The key problem for software patents is the Supreme Court's first software patent decision, Gottschalk v. Benson, involved a patent that was a lot less abstract than the Bilski and Alice patents. The Benson decision, which Merges calls "notoriously ill-considered," held that mathematical algorithms are themselves abstract ideas. The case involved a patent that claimed a specific algorithm, and even included some details about how to implement the algorithm using computing hardware called shift registers.

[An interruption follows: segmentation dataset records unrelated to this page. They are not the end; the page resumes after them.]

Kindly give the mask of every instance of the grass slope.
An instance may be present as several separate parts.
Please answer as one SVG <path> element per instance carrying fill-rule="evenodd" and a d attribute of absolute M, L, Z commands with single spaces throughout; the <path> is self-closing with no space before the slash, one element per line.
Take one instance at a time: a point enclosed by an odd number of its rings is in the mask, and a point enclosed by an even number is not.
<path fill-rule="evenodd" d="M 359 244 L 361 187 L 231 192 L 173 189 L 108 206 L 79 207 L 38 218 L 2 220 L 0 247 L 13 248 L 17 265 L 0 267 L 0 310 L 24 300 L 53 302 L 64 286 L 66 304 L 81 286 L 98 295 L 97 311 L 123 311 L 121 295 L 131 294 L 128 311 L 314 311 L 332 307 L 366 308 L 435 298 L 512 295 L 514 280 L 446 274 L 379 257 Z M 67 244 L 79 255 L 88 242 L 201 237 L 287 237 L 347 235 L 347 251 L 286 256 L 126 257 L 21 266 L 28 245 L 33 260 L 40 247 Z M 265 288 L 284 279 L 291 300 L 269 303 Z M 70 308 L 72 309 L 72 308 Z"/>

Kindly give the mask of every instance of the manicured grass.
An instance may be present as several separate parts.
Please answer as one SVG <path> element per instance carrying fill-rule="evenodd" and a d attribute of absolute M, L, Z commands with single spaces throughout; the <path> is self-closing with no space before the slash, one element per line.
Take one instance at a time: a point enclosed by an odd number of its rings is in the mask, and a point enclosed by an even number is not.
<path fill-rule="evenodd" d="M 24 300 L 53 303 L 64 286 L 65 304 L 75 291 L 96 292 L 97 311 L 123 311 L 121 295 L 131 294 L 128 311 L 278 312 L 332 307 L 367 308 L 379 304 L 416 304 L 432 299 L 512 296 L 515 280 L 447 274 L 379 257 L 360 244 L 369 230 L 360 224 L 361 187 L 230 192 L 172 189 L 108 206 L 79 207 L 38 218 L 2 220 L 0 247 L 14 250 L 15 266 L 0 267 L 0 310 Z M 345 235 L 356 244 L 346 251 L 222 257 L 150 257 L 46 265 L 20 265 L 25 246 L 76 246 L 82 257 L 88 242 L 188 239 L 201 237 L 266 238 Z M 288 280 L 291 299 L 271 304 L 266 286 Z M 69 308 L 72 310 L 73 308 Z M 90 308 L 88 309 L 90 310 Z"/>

In other words the Benson patent was one of the least abstract software patents you can imagine. Yet it was still considered too abstract for the Supreme Court. Evidently, even extremely specific sequences of mathematical operations are too abstract to merit patent protection. In Merges's view, that comes uncomfortably close to saying that software in general isn't patentable:

The Court’s insistence on carrying forward cases such as Benson makes it difficult to figure out just what it means for a claim to cover an abstract idea. To see this, consider as an example a celebrated claim issued to Larry Page, co-founder of Google. The Page patent claims what is known as the page rank algorithm: a way of weighting web pages by the density of links to them. The idea is that when a web search turns up various web pages that include the search term, the more important pages will be those that show a density of links to and from them. This idea was key to the early success of Google in gaining a reputation for superior search results, and the rest (as they say) is history. My point is simply that it is conceivable that the claims in this patent could be characterized as too abstract under Alice. If a court were to become convinced that the Page patent claimed the abstract idea of "weighting," it might be invalid. Likewise, if it were convinced that the page rank procedure was simply a claim to a weighting algorithm, it might invalidate the claim by analogy to Benson.

Merges thinks invalidating the PageRank patent would be a disaster. I'm not so sure. While Google presumably likes having the PageRank patent, patents in general have been more a nuisance than an aid to Google. In the software industry, the patent system has effectively worked as a way to transfer wealth from innovative companies that are too young to have many patents (like Google 10 years ago) to older companies that have become better at patenting than at innovating.

But the bottom line is that the Benson decision is more radical than a lot of software patent supporters want to admit. If the Supreme Court takes it seriously, we should expect to see a lot more software patents invalidated in the coming years.